Bagikan:

JAKARTA - Wakil Ketua Komisi Pemberantasan Korupsi (KPK) Alexander Marwata membenarkan Presiden Joko Widodo (Jokowi) sempat mengamuk dan minta pengusutan dugaan korupsi pengadaan e-KTP dihentikan.

Hal ini disampaikan Alexander menanggapi cerita eks Ketua KPK Agus Raharjo yang mengaku pernah dipanggil menghadap Presiden Jokowi sendirian ke Istana Negara, Jakarta. Dalam pertemuan itu, ternyata ada permintaan untuk menghentikan pengusutan dugaan korupsi pengadaan e-KTP yang melibatkan eks Ketua DPR Setya Novanto.

"Ya, Pak Agus pernah bercerita kejadian itu ke pimpinan," kata Alexander saat dikonfirmasi, Jumat, 1 Desember.

Meski mengamuk, komisi antirasuah saat itu tak gentar. Sebab, surat perintah penyidikan (sprindik) dugaan korupsi yang merugikan negara hingga Rp2,3 triliun tersebut sudah diterbitkan.

"(Permintaan Jokowi, red) ditolak karena sprindik sudah terbit dan KPK tidak bisa menghentikan penyidikan. Kami juga sudah mengumumkan tersangka," tegas Alexander yang juga menjadi Wakil Ketua KPK di zaman kepemimpinan Agus Rahardjo.

Diketahui, Agus menjadi Ketua KPK periode 2015-2019. Alexander Marwata saat itu menjadi wakil bersama Laode M. Syarif, Saut Situmorang, dan Basaria Panjaitan.

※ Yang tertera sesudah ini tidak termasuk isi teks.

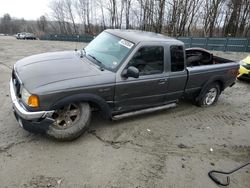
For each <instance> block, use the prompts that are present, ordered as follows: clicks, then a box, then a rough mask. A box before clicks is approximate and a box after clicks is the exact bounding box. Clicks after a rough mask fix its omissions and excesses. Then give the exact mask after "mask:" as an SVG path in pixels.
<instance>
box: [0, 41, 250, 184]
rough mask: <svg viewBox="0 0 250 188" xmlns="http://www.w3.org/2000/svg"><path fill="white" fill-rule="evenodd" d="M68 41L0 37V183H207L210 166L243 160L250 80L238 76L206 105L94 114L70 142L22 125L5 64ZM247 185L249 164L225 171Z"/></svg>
mask: <svg viewBox="0 0 250 188" xmlns="http://www.w3.org/2000/svg"><path fill="white" fill-rule="evenodd" d="M75 45H76V43H74V42H55V41H54V42H53V41H50V42H49V41H39V40H38V41H18V40H16V39H14V38H12V37H0V62H1V64H0V104H1V105H0V187H21V188H22V187H24V188H26V187H65V188H66V187H202V188H204V187H209V188H213V187H217V186H216V185H215V184H214V183H213V182H212V181H211V180H210V179H209V178H208V177H207V172H208V171H209V170H211V169H218V170H220V169H223V170H230V169H232V168H234V167H236V166H237V165H240V164H242V163H244V162H247V161H249V160H250V123H249V122H250V93H249V91H250V84H249V83H247V82H242V81H238V82H237V84H236V85H235V86H234V87H232V88H229V89H227V90H226V91H225V92H223V94H222V95H221V97H220V99H219V101H218V104H217V105H216V106H213V107H210V108H206V109H205V108H198V107H196V106H193V105H192V104H191V103H190V102H188V101H181V102H180V103H179V104H178V107H177V108H174V109H171V110H166V111H162V112H157V113H153V114H150V115H142V116H138V117H134V118H128V119H125V120H121V121H116V122H109V121H104V120H103V119H102V118H101V116H100V115H98V114H95V115H94V117H93V121H92V125H91V127H90V130H89V132H88V133H85V134H84V135H82V136H81V137H80V138H79V139H77V140H76V141H73V142H64V143H60V142H56V141H53V140H50V139H48V138H46V137H44V136H41V135H34V134H31V133H28V132H26V131H24V130H23V129H22V128H20V127H19V125H18V123H17V121H16V120H15V118H14V116H13V114H12V109H11V101H10V97H9V85H8V84H9V78H10V75H11V70H10V69H9V67H12V66H13V64H14V63H15V62H16V61H17V60H18V59H21V58H23V57H25V56H28V55H32V54H37V53H41V52H48V51H56V50H72V49H74V48H75ZM78 47H80V44H78ZM215 53H216V54H218V53H219V52H215ZM219 54H220V55H222V56H224V57H228V58H231V59H235V60H239V59H241V58H243V57H245V56H246V54H244V53H222V52H220V53H219ZM147 129H148V130H150V131H148V130H147ZM210 148H213V152H211V151H210ZM249 185H250V168H249V167H248V168H245V169H244V170H241V171H240V172H238V173H237V174H235V175H233V176H232V177H231V185H230V187H237V188H240V187H244V188H246V187H249Z"/></svg>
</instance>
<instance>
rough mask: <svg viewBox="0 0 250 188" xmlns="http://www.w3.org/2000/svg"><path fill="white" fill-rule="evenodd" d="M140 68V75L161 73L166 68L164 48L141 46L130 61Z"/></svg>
mask: <svg viewBox="0 0 250 188" xmlns="http://www.w3.org/2000/svg"><path fill="white" fill-rule="evenodd" d="M129 66H134V67H136V68H137V69H138V70H139V75H151V74H159V73H162V72H163V69H164V48H163V47H162V46H145V47H142V48H140V49H139V50H138V51H137V52H136V53H135V55H134V56H133V58H132V59H131V60H130V62H129Z"/></svg>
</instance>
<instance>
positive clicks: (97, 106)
mask: <svg viewBox="0 0 250 188" xmlns="http://www.w3.org/2000/svg"><path fill="white" fill-rule="evenodd" d="M86 102H88V103H89V105H90V107H91V110H93V111H102V109H101V107H100V105H99V104H97V103H95V102H92V101H86Z"/></svg>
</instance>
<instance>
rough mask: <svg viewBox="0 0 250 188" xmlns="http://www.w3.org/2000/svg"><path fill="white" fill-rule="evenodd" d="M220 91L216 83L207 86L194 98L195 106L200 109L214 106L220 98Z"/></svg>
mask: <svg viewBox="0 0 250 188" xmlns="http://www.w3.org/2000/svg"><path fill="white" fill-rule="evenodd" d="M220 93H221V89H220V86H219V84H218V83H211V84H209V85H208V86H207V87H206V88H205V89H204V90H203V91H202V92H201V93H200V95H199V96H198V98H196V104H197V105H198V106H200V107H208V106H211V105H214V104H215V103H216V102H217V101H218V98H219V96H220Z"/></svg>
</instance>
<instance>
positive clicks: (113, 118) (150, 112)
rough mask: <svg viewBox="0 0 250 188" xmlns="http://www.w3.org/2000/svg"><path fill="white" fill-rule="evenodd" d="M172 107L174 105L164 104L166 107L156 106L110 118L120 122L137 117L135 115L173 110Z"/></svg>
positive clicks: (136, 115)
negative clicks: (121, 121)
mask: <svg viewBox="0 0 250 188" xmlns="http://www.w3.org/2000/svg"><path fill="white" fill-rule="evenodd" d="M173 107H176V103H170V104H166V105H163V106H157V107H153V108H146V109H142V110H137V111H133V112H127V113H124V114H119V115H115V116H113V117H112V120H120V119H123V118H127V117H131V116H137V115H140V114H146V113H151V112H155V111H160V110H165V109H168V108H173Z"/></svg>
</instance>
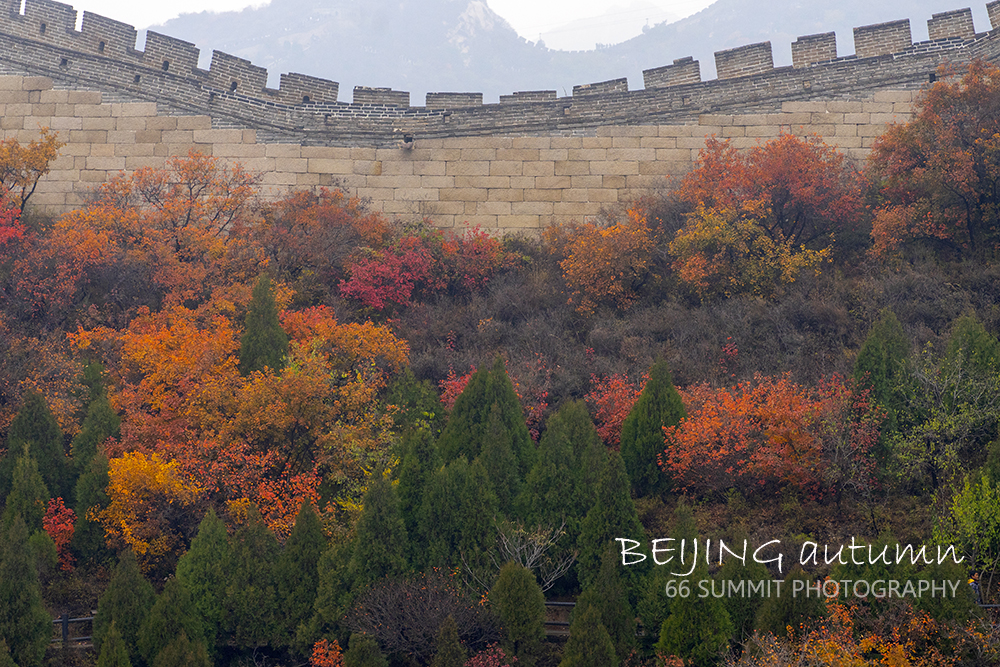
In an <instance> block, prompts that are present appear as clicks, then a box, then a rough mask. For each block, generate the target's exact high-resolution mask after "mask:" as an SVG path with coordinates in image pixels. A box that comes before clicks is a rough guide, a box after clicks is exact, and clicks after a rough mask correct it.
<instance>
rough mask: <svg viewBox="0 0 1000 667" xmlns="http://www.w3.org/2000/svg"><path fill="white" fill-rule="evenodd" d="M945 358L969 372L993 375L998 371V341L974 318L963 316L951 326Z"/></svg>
mask: <svg viewBox="0 0 1000 667" xmlns="http://www.w3.org/2000/svg"><path fill="white" fill-rule="evenodd" d="M945 358H947V359H949V360H951V361H952V363H956V364H959V365H960V366H961V367H963V368H966V369H968V370H969V371H971V372H977V373H994V374H995V373H996V372H997V371H998V370H1000V341H998V340H997V338H996V336H994V335H993V334H991V333H990V332H988V331H987V330H986V327H984V326H983V323H982V322H980V321H979V320H978V319H976V318H975V317H974V316H972V315H964V316H962V317H959V318H958V319H957V320H955V323H954V324H953V325H952V328H951V336H950V337H949V338H948V347H947V348H946V350H945Z"/></svg>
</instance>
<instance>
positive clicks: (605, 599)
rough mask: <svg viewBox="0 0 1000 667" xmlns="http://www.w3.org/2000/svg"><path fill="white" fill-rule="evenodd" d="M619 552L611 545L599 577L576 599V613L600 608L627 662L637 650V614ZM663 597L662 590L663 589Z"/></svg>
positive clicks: (621, 658)
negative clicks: (624, 577)
mask: <svg viewBox="0 0 1000 667" xmlns="http://www.w3.org/2000/svg"><path fill="white" fill-rule="evenodd" d="M620 568H621V565H620V561H619V556H618V552H617V551H616V550H615V548H614V547H612V546H611V545H610V544H609V545H608V547H607V549H605V550H604V555H603V556H602V558H601V569H600V571H599V572H598V574H597V577H596V578H595V579H594V581H593V582H592V583H591V584H590V586H589V587H588V588H586V589H585V590H584V591H583V594H582V595H580V597H579V598H577V601H576V607H574V609H573V613H574V614H581V613H583V611H584V610H586V608H587V607H588V606H593V607H596V608H597V609H598V611H599V612H600V614H601V624H602V625H603V626H604V628H605V629H606V630H607V631H608V636H610V637H611V641H612V642H613V643H614V645H615V654H616V655H618V656H619V657H620V658H621V659H623V660H624V659H625V657H626V656H628V655H629V653H631V652H632V649H634V648H635V614H634V613H633V611H632V605H631V604H629V601H628V595H627V593H626V591H625V586H624V584H623V583H622V579H621V574H620ZM660 594H661V595H663V589H660Z"/></svg>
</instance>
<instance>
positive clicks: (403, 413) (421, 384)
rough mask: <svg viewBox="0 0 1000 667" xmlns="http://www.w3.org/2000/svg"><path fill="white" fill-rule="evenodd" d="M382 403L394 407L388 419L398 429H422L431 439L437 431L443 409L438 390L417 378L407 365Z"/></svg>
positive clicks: (425, 382) (441, 417)
mask: <svg viewBox="0 0 1000 667" xmlns="http://www.w3.org/2000/svg"><path fill="white" fill-rule="evenodd" d="M385 402H386V403H387V404H389V405H394V406H396V412H395V413H394V414H393V417H392V421H393V423H394V424H395V426H396V429H397V430H398V431H399V432H401V433H406V432H407V431H409V430H410V429H425V430H427V431H429V432H430V434H431V435H432V437H434V438H436V437H437V436H438V434H439V433H440V432H441V426H442V425H443V424H444V414H445V409H444V406H443V405H441V400H440V399H439V398H438V393H437V391H436V390H435V389H434V385H433V384H432V383H431V381H430V380H417V378H416V376H415V375H414V374H413V370H412V369H411V368H410V367H409V366H407V367H406V370H404V371H403V372H402V373H401V374H400V375H399V376H398V377H397V378H396V379H395V380H394V381H393V383H392V385H391V386H390V387H389V393H388V395H387V396H386V398H385Z"/></svg>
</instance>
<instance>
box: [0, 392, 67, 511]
mask: <svg viewBox="0 0 1000 667" xmlns="http://www.w3.org/2000/svg"><path fill="white" fill-rule="evenodd" d="M23 401H24V402H23V403H22V404H21V409H20V410H19V411H18V413H17V416H16V417H14V421H12V422H11V424H10V429H9V430H8V431H7V456H6V457H4V459H3V461H2V462H0V493H2V494H3V497H6V495H7V494H8V493H10V489H11V483H12V479H13V473H14V463H15V462H16V460H17V457H18V456H20V455H21V452H22V451H23V446H24V445H25V444H27V445H28V448H29V451H30V453H31V456H32V458H34V459H35V461H36V462H37V463H38V469H39V471H40V472H41V475H42V480H43V481H44V482H45V486H46V488H47V489H48V490H49V493H51V494H52V496H53V497H59V498H67V497H68V495H69V491H71V490H72V489H71V488H69V480H68V475H67V469H68V462H67V459H66V452H65V449H64V448H63V434H62V429H60V428H59V423H58V422H57V421H56V418H55V417H54V416H53V415H52V411H51V410H49V406H48V404H47V403H46V402H45V398H44V397H43V396H42V395H41V394H39V393H38V392H37V391H26V392H25V393H24V399H23Z"/></svg>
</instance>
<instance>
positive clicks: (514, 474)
mask: <svg viewBox="0 0 1000 667" xmlns="http://www.w3.org/2000/svg"><path fill="white" fill-rule="evenodd" d="M479 460H480V461H481V462H482V464H483V468H484V469H485V470H486V479H487V481H488V482H489V485H490V489H491V490H492V491H493V495H494V496H496V499H497V509H498V510H499V511H500V513H501V514H503V515H504V516H508V517H510V516H512V511H513V509H514V499H515V498H517V494H518V493H519V491H520V489H521V479H522V476H521V475H520V474H519V472H518V465H517V459H516V458H515V457H514V450H513V438H512V434H511V432H510V431H508V430H507V428H506V426H505V425H504V423H503V415H502V414H501V410H500V404H499V403H494V404H493V406H492V407H491V408H490V415H489V418H488V419H487V420H486V439H485V440H484V442H483V449H482V452H481V453H480V454H479Z"/></svg>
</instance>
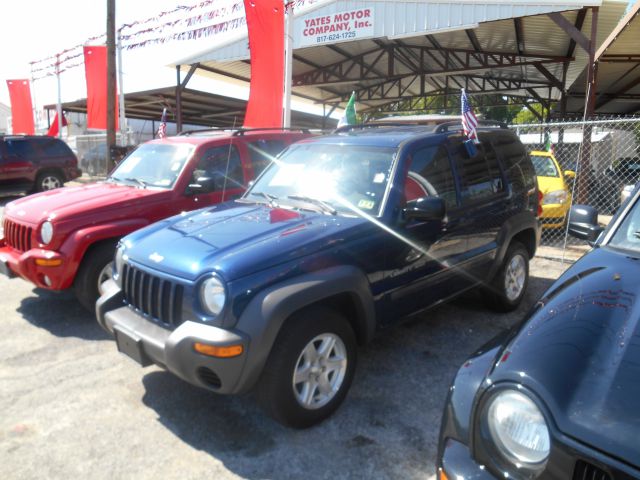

Agus Rahardjo blak-blakan mengungkap dirinya pernah diamuk Presiden Joko Widodo (Jokowi) di Istana Negara, Jakarta. Belakangan diketahui dia diminta untuk menghentikan kasus korupsi pengadaan e-KTP yang menyeret eks Ketua DPR Setya Novanto.

Dalam tayangan YouTube Kompas TV, Agus mengatakan dia tak pernah mengungkap peristiwa ini. Awalnya, Rosiana Silalahi sebagai pembawa acara bertanya ada tidaknya upaya KPK dijadikan alat kekuasaan dan Agus bercerita pernah dipanggil sendirian menghadap Jokowi saat pengusutan kasus korupsi e-KTP dilakukan.

"Waktu kasus e-KTP saya dipanggil sendirian oleh Presiden dan pada waktu itu ditemani oleh Pak Pratikno (Menteri Sekretaris Negara). Saya heran biasanya memanggil berlima ini kok sendirian," kata Agus dalam tayangan yang dikutip Jumat, 1 Desember.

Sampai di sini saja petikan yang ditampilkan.